The study compared 1,000 practices across four specialties: cardiology, orthopedics, primary care, and multispecialty. Researchers found that a single physician generates about 15.1 hours’ worth of quality data per week. Physicians typically spent 2.6 hours doing quality measure reporting, with the rest falling to staff. A majority of the work was data entry. How much time a physician personally spent each week on quality measures varied between primary care physicians (3.9 hours), multispecialty physicians (3.0 hours), cardiologists (1.7 hours), and orthopedists (1.1 hours).
“There is much to gain from quality measurement, but the current system is far from being efficient and contributes to negative physician attitudes toward quality measures,” the authors wrote.
Most healthcare insurers have their own unique quality measure sets and reporting methods. However, this is expected to change with the recent CMS announcement of new nationally accepted core quality measures, which are currently being phased in by CMS and 70% of private insurers.
CMS and a consortium of health organizations and insurers on February 16 revealed a new agreement to create a nationally accepted set of quality measures for hospitals and physicians. The agency said the new measure sets will improve consumer decision-making, value-based payment and purchasing, reduce the variability in measure selection, and decrease the collection burden and cost for providers.
“In the U.S. healthcare system, where we are moving to measure and pay for quality, patients and care providers deserve a uniform approach to measure quality,” acting CMS Administrator Andy Slavitt said in a news release. “This agreement today will reduce unnecessary burden for physicians and accelerate the country’s movement to better quality.”

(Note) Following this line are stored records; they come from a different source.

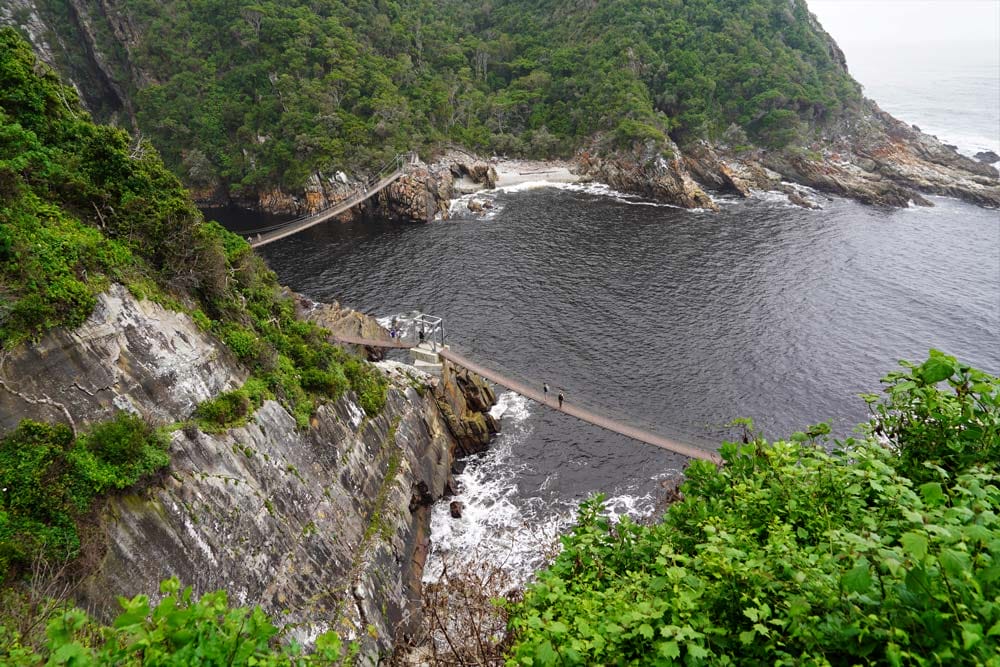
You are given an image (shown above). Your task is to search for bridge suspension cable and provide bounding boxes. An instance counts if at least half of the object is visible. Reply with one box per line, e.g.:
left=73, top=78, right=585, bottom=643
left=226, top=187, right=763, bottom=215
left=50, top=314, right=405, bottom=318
left=225, top=152, right=415, bottom=247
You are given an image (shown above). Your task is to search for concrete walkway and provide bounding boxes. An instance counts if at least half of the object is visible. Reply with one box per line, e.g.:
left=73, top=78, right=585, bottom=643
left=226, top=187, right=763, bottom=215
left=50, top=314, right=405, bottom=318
left=333, top=335, right=722, bottom=463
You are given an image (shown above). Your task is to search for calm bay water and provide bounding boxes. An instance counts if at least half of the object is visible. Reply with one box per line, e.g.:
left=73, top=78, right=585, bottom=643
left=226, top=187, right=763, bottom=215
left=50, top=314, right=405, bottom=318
left=207, top=23, right=1000, bottom=578
left=236, top=186, right=1000, bottom=572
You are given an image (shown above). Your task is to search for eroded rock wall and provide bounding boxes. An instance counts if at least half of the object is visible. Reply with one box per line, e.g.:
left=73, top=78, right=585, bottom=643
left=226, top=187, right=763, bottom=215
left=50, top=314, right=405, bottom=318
left=0, top=286, right=493, bottom=664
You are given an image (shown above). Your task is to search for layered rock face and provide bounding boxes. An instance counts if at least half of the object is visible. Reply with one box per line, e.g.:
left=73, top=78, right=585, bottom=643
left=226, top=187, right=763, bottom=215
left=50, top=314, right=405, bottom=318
left=0, top=285, right=246, bottom=431
left=578, top=142, right=718, bottom=211
left=578, top=107, right=1000, bottom=209
left=0, top=286, right=500, bottom=664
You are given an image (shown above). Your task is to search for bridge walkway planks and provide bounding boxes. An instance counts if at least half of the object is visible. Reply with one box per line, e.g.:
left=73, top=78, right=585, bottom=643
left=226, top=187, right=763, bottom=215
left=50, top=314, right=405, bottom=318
left=334, top=335, right=721, bottom=463
left=250, top=167, right=406, bottom=248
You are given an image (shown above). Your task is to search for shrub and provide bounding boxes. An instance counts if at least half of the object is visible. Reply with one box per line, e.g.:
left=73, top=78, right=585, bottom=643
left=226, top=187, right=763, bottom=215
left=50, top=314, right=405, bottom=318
left=510, top=353, right=1000, bottom=666
left=0, top=579, right=358, bottom=667
left=863, top=350, right=1000, bottom=482
left=194, top=389, right=255, bottom=432
left=0, top=414, right=170, bottom=579
left=302, top=366, right=349, bottom=398
left=344, top=359, right=389, bottom=417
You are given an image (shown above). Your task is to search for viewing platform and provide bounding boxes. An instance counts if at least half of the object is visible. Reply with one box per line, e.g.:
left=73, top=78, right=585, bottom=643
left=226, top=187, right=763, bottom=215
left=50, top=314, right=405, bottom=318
left=334, top=313, right=721, bottom=463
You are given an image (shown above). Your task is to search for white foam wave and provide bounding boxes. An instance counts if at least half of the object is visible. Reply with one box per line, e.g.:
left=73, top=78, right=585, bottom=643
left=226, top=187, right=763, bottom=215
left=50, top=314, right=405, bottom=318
left=448, top=190, right=503, bottom=220
left=448, top=180, right=714, bottom=215
left=424, top=392, right=655, bottom=584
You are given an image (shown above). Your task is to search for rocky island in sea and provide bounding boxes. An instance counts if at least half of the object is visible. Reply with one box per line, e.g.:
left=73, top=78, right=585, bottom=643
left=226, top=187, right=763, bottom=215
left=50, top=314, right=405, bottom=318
left=0, top=0, right=1000, bottom=665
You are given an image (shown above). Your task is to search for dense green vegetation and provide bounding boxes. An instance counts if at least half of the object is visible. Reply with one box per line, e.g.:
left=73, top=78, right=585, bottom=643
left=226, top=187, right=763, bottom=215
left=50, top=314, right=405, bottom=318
left=0, top=413, right=170, bottom=583
left=0, top=28, right=388, bottom=579
left=0, top=579, right=357, bottom=667
left=27, top=0, right=860, bottom=195
left=0, top=28, right=387, bottom=425
left=510, top=352, right=1000, bottom=666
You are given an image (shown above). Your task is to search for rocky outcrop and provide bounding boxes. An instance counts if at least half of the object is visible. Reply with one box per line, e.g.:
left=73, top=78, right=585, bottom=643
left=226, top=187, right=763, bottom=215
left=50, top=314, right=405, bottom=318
left=0, top=285, right=246, bottom=431
left=289, top=290, right=391, bottom=361
left=434, top=360, right=500, bottom=456
left=0, top=286, right=495, bottom=664
left=578, top=101, right=1000, bottom=209
left=973, top=151, right=1000, bottom=165
left=577, top=140, right=718, bottom=211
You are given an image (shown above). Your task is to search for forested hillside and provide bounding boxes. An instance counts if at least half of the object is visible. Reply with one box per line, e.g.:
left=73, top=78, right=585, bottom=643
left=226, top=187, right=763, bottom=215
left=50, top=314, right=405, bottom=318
left=17, top=0, right=861, bottom=194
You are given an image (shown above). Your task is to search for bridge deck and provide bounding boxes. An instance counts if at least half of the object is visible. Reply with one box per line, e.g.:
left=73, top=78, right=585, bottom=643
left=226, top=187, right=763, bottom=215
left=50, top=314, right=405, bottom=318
left=331, top=334, right=416, bottom=350
left=250, top=167, right=406, bottom=248
left=333, top=335, right=721, bottom=463
left=438, top=349, right=720, bottom=462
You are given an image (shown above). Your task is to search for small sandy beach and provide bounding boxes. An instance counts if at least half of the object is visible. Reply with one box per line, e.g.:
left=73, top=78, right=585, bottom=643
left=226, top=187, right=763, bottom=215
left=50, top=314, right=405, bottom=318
left=490, top=158, right=581, bottom=188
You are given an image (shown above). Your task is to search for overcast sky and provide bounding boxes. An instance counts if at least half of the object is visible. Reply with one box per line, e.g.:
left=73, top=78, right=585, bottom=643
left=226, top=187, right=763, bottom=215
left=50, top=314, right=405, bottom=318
left=807, top=0, right=1000, bottom=49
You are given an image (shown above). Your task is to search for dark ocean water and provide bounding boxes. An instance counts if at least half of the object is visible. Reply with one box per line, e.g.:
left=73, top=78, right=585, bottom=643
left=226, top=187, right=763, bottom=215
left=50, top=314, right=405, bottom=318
left=230, top=186, right=1000, bottom=576
left=205, top=27, right=1000, bottom=578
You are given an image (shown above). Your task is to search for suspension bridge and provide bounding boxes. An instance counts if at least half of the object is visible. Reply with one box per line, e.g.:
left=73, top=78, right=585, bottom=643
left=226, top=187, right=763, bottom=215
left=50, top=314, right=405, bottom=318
left=333, top=315, right=721, bottom=463
left=236, top=153, right=417, bottom=248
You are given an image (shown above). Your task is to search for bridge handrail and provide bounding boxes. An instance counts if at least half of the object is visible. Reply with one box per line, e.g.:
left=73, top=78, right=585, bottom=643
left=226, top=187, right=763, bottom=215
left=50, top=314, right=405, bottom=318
left=233, top=151, right=414, bottom=236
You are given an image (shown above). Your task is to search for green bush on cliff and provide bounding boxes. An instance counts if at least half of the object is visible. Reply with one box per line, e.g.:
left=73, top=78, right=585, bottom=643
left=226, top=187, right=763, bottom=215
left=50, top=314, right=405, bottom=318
left=0, top=28, right=388, bottom=424
left=0, top=413, right=170, bottom=581
left=0, top=579, right=358, bottom=667
left=510, top=352, right=1000, bottom=667
left=25, top=0, right=861, bottom=195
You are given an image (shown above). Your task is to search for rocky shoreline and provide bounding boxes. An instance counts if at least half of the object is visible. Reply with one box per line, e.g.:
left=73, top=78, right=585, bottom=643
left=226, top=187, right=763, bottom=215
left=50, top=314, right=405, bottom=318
left=193, top=101, right=1000, bottom=222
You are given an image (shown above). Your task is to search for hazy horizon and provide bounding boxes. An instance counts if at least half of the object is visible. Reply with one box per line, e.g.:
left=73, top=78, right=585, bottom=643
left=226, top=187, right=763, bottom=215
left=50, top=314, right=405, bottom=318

CMS has been working with members of the Core Quality Measures Collaborative (CQMC) on the seven measure sets, with links to the new measures included below:
- Accountable Care Organizations (ACO), Patient Centered Medical Homes (PCMH), and Primary Care
- HIV and Hepatitis C
- Medical Oncology
- Obstetrics and Gynecology
CMS says the promotion of evidence-based measurement will help patients, consumers, and physicians. Some of the CQMC members now recognizing the new measures include:
- America’s Health Insurance Plans, Inc.
- BlueCross BlueShield Association;
- Kaiser Permanente
- The American Academy of Family Physicians
- The American Medical Association
- The National Partnership for Women and Families
- The National Quality Forum
- United Health Insurance
The Joint Commission just released its annual report on improving quality and safety in 3,300 American hospitals. The report recognizes 1,043 hospitals as the best facilities in the “Top Performer on Key Quality Measures” program. Within that group, 23 hospitals collected and reported data on seven or more core measure sets in 2014 and were named top performers in all of those areas.
The Joint Commission shows its results as “composites,” or the sum of all the accountability measures and steps taken to meet certain measure sets. This is the first year the accreditor had data on its new tobacco treatment and substance use measure sets, reporting tobacco measure compliance at 75.8% and substance use at 58.2%. The report found that the most improved area was perinatal care, which jumped from a composite score of 74.1% in 2013 to 96.3% in 2014.
However, only 80.3% of accredited hospitals that received a total composite score greater than 95% this year. This marks a 0.8% decrease from the prior year, which the report claims is due to hospitals adjusting to the new tobacco treatment and substance use measure sets.